Morphy v. Commissioner

*290OPINION.

Leech :

The broad question here is when is income realized to the lessor from the erection of a building on his land by the lessee, which is not subject to removal on termination of the lease. The Treasury *291regulations1 provide that the income must be reported either in the year of completion of the building or prorated over the life of the lease. The respondent has determined a deficiency on the latter basis. The petitioner claims that the regulation is invalid and that income is not realized until the property is sold or the lease is forfeited or expires.

These regulations under attack are grounded upon the view, expressed if not held, in Miller v. Gearin, 258 Fed. 225, and Cryan v. Wardell, 263 Fed. 248.

These regulations have, in effect, been sustained. Shelby D. Scott, 9 B. T. A. 1219; Joseph L. B. Alexander, 13 B. T. A. 1169; Cataract Ice Co., 23 B. T. A. 654; W. H. Martin, 24 B. T. A. 813. Cf. Louise C. Slack et al., Executors, 35 B. T. A. 271.

It is true the Circuit Court of Appeals for the Second Circuit in Hewitt Realty Co. v. Commissioner, 76 Fed. (2d) 880 (1935), is contra. That opinion has had the respectful consideration of this Board. It offers what may seem to be a persuasively practical answer to a difficult problem. However, no other similar authority has come to our attention. And, the court, even in its decision of that case, was not unanimous. See dissenting opinion of Chase, Judge.

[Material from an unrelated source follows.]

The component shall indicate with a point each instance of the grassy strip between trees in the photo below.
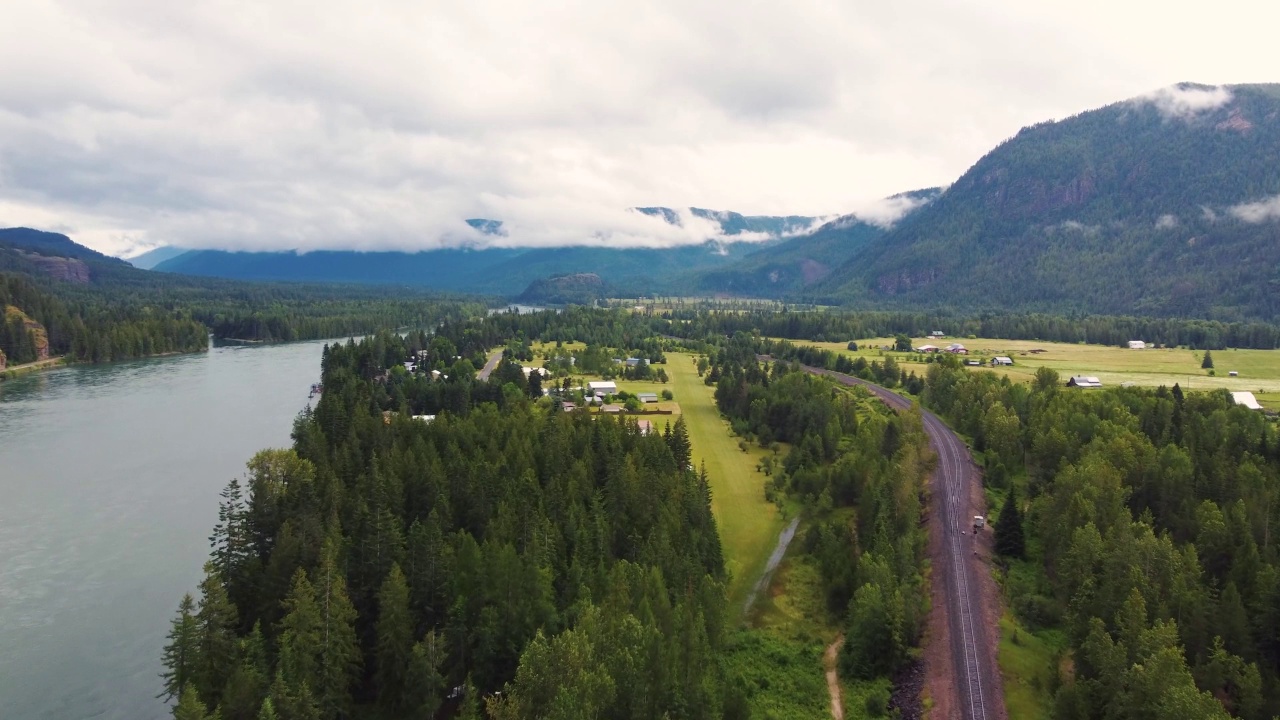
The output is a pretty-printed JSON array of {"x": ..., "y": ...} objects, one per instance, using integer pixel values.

Therefore, we adhere to our position and sustain the validity of the contested regulations.

It is suggested in petitioner’s brief, as an alternative reason why no income was realized in the year involved that, under the lease, title to the building did not pass to the lessor until expiration or forfeiture of the lease. This argument has no merit, since that was not the effect of the present lease. Cf. Joseph L. B. Alexander, supra.

Reviewed by the Board.

Decision will be entered for the respondent.

Murdock dissents.

Article 63 of Regulations 74, as amended, reads in part as follows:

“Improvements by lessees. — When buildings are erected or improvements made by a lessee in pursuance of an agreement with the lessor, and such buildings Or improvements are not subject to removal by the lessee, the lessor may at his option report the income therefrom upon either of the following bases:
“(a) The lessor may report as income at the time when such buildings or improvements are completed the fair market value of such buildings or improvements subject to the lease.
“ (b) The lessor may spread over the life of the lease the estimated depreciated value of such buildings or improvements at the expiration of the lease and report as income for each year of the lease an aliquot part thereof.”